Is there a band as acidly punk as The Clash?
Everyone’s seen the cover of The Clash’s London Calling. It’s a milestone in the history of punk rock, a depiction of the anarchic and destructive soul that expressed the rebelliousness and defiance that this movement spread throughout the world. But what’s the story behind it’s cover art?
It happened on a late September night in 1979 at the Palladium in New York. The precocious band led by Joe Strummer expected to turn the concert hall into a pandemonium. NYC was famous for being the hotspot of punk in the American continent. All in all, it had given birth to two of the most electrifying bands of those years, namely The Ramones and The New York Dolls. However, the audience wasn’t as energetic as the English band had expected.
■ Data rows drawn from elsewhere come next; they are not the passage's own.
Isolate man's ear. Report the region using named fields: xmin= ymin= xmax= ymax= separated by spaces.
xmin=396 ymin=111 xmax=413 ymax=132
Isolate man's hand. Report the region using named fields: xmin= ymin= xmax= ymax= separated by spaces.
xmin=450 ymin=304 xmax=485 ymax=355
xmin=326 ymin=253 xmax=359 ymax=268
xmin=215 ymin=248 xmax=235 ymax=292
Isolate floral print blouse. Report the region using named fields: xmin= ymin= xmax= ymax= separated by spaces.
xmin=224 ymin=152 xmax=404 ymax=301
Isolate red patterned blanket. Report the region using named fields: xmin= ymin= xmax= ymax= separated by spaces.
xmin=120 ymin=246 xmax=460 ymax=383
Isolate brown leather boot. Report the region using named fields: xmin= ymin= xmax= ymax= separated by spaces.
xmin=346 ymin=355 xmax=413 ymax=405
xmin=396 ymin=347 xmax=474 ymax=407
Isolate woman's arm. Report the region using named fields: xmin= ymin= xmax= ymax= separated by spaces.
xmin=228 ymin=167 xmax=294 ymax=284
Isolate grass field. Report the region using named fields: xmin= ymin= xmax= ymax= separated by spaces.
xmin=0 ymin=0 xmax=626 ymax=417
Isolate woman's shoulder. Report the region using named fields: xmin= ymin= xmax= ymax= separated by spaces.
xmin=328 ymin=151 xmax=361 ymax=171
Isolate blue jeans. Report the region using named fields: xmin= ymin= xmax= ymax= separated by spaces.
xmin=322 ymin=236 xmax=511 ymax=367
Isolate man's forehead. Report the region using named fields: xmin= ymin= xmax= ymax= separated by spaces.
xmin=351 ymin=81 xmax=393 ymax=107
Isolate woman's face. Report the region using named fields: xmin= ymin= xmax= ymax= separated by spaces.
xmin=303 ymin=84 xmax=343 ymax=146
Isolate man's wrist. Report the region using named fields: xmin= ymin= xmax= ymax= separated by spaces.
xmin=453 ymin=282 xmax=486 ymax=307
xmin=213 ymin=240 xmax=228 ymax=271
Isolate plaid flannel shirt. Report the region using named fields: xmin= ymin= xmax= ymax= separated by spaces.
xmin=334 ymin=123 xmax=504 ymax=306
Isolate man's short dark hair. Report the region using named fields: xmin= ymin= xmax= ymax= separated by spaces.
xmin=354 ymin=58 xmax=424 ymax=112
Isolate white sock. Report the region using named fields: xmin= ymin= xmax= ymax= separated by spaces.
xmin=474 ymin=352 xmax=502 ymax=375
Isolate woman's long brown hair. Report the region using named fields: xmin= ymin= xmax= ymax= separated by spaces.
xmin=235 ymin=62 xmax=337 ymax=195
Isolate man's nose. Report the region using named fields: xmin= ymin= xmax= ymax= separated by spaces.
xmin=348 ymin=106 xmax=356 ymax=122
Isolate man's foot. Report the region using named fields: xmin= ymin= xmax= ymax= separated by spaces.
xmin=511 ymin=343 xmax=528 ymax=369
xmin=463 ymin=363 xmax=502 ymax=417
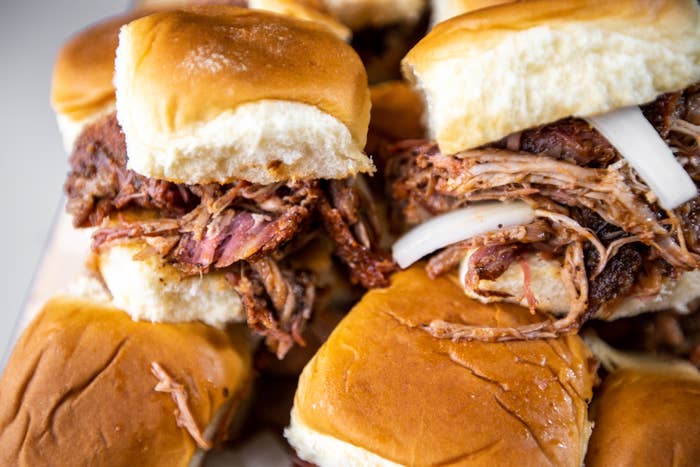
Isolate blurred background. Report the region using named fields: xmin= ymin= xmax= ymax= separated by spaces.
xmin=0 ymin=0 xmax=129 ymax=362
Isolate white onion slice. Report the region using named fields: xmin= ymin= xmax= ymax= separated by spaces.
xmin=392 ymin=201 xmax=535 ymax=268
xmin=587 ymin=107 xmax=697 ymax=209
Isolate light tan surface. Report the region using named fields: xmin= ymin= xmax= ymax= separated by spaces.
xmin=430 ymin=0 xmax=515 ymax=25
xmin=115 ymin=6 xmax=373 ymax=184
xmin=287 ymin=265 xmax=593 ymax=466
xmin=403 ymin=0 xmax=700 ymax=154
xmin=586 ymin=369 xmax=700 ymax=467
xmin=0 ymin=298 xmax=252 ymax=466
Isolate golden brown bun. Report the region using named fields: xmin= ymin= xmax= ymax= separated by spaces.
xmin=403 ymin=0 xmax=700 ymax=154
xmin=586 ymin=369 xmax=700 ymax=467
xmin=430 ymin=0 xmax=515 ymax=25
xmin=248 ymin=0 xmax=352 ymax=41
xmin=115 ymin=6 xmax=373 ymax=184
xmin=464 ymin=250 xmax=700 ymax=321
xmin=287 ymin=265 xmax=594 ymax=466
xmin=51 ymin=11 xmax=147 ymax=151
xmin=323 ymin=0 xmax=426 ymax=30
xmin=0 ymin=298 xmax=252 ymax=467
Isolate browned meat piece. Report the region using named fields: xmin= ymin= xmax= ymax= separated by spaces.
xmin=494 ymin=118 xmax=617 ymax=167
xmin=229 ymin=257 xmax=315 ymax=358
xmin=64 ymin=114 xmax=197 ymax=227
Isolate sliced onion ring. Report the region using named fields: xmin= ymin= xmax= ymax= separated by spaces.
xmin=392 ymin=201 xmax=535 ymax=268
xmin=586 ymin=107 xmax=697 ymax=210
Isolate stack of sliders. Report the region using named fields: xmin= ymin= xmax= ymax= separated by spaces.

Punk rock gigs were supposed to be a space for catharsis. People went to those type of events so they could blow off some steam against the establishment by dancing wildly in the moshpit and breaking all things in sight. But at the concert at the Palladium, the crowd was as docile as a herd of sheep. This didn’t just disappoint Strummer and his cronies. It pissed them off.
Out of all the members of The Clash, the one who became the most furious with the situation was the rowdy bassist Paul Simonon. As it has been stated in Rolling Stone magazine, despite their efforts to cheer up the crowd, the sassy band from London didn’t get a response from the crowd. It was apathetic, dull. Nothing could get more on the bassist’s nerves. Overwhelmed in frustration, he grabbed his instrument from the fretboard and trashed it furiously against the stage. Little did he know that the photographer Pennie Smith would snap a picture of him in the exact moment when he decided to chop the stage with his Precision bass.
When she first saw the picture, Smith dismissed it at first. She thought it looked too blurry and the composition was anything but special. However, there was something she wasn’t quite catching about the stunning shot she had taken of the bass player. It had a raw and powerful vibrancy. The attitude of Simonon smashing his bass was all that punk rock was about.
Joe Strummer fell for the picture as soon as he saw it and decided to use it for the cover of London Calling, which was due for the end of the year. The photographer, still unsure about the value of her work, tried to convince the singer not to use the picture. From that moment on, the blurry picture would become an iconic image not only of punk rock, but of rock and roll itself.
The Clash was a band that held classic rock in high esteem. Among the song list of London Calling, for instance, the band paid
homage to this genre through other covers. This happened at first, for instance, with their version of Sonny Curter and the Crickets’ “I Fought the Law”, and they would take it even further through a sassy cover of Vince Taylor and The Playboys’ “Brand New Cadillac”. Furthermore, they decided that the design of the album sleeve would also pay tribute to rock n’ roll, this time for Elvis Presley, the King himself.
The London Calling cover design is hence a clear tribute to Presley’s debut album from 1956, and it chose the exact same colors and typography for the title of the LP.
The rest is history. Simonon’s broken bass made it all the way to the Rock n’ Roll Hall of Fame, and the album cover has been voted among Q magazine and Rolling Stone as one of the best of all time. And it was all because a fit of rage.